In a Matrix style future, you’d be able to plug a plug directly into your new hire and sort of transmit that understanding directly into their head, so they could behave as though they had all of your hard-won knowledge – along with everyone else who made use of that data, because, why not?

Well, that’s sort of the modeling layer.

The modeling layer is a way of defining, through code, all of the relationships and nuances of your existing data buildout, and then presenting them to folks in a useful way, with those relationships in place. They can ask questions and explore the data as though they had the sum total understanding of everyone who built the modeling layer.

In some sense you already have a modeling layer – it’s just in your head, and can only be shared by explaining it to other folks. What Looker does is it gives everyone on your team – everyone in your company – the same powers as Rogue from X-Men.

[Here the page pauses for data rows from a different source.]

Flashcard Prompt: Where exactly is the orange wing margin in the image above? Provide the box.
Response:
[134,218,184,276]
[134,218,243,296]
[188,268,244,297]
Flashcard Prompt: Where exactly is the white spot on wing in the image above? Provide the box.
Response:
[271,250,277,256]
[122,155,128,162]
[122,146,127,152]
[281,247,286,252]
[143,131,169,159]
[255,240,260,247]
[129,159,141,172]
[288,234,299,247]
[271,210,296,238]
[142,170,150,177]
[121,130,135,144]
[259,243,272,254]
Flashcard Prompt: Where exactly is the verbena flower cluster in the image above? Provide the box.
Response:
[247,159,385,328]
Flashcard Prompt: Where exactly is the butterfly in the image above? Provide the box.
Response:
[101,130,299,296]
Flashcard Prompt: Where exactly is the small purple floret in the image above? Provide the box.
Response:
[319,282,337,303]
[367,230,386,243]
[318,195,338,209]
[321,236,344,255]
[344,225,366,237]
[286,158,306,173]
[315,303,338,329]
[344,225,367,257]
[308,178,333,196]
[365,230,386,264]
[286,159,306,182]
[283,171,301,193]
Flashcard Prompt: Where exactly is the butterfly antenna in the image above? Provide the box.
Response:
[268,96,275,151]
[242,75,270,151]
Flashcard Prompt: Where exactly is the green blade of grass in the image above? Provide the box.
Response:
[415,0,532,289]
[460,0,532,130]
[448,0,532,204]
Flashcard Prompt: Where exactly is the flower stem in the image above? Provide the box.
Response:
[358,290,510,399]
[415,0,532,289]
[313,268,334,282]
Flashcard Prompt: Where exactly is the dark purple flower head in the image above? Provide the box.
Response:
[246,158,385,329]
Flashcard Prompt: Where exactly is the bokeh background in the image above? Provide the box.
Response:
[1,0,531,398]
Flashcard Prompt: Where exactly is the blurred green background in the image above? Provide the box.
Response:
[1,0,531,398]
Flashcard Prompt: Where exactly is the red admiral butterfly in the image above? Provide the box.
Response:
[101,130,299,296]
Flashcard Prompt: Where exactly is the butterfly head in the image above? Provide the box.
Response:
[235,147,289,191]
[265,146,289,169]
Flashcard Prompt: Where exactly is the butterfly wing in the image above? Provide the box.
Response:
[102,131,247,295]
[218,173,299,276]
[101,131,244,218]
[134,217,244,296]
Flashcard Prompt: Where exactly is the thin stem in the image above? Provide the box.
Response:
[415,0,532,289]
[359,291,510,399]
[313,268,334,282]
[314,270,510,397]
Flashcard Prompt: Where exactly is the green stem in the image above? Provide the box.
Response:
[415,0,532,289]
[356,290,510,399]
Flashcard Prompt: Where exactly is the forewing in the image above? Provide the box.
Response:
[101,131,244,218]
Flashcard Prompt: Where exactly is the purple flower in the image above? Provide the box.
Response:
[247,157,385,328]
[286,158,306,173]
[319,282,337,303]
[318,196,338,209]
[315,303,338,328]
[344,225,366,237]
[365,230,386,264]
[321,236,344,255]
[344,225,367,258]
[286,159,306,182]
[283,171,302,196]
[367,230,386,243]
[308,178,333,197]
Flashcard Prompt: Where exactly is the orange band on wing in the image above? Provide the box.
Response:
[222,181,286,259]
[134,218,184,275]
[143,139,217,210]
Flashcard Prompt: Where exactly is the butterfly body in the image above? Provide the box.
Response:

The modeling layer can literally act like a superpower. Folks don’t have to understand how the data is stored, how the tables relate to one another, they don’t have to wake up in a cold sweat with the date/time doc from Apache Hive seared into their subconcious (Is month MM or mm??) – they just have to use a nice, clean GUI with solid built-in viz. And, they don’t have to ask anyone for help.

Looker gets us past our two big obstacles – once your data is modeled (which is not easy or fast but it is worth it), there is no longer a technical requirement for folks to explore the data, and there is, in the majority of cases, no social obstacle either.

Thus far it has been the right choice for us, and it’s something I look forward to working with for a long time.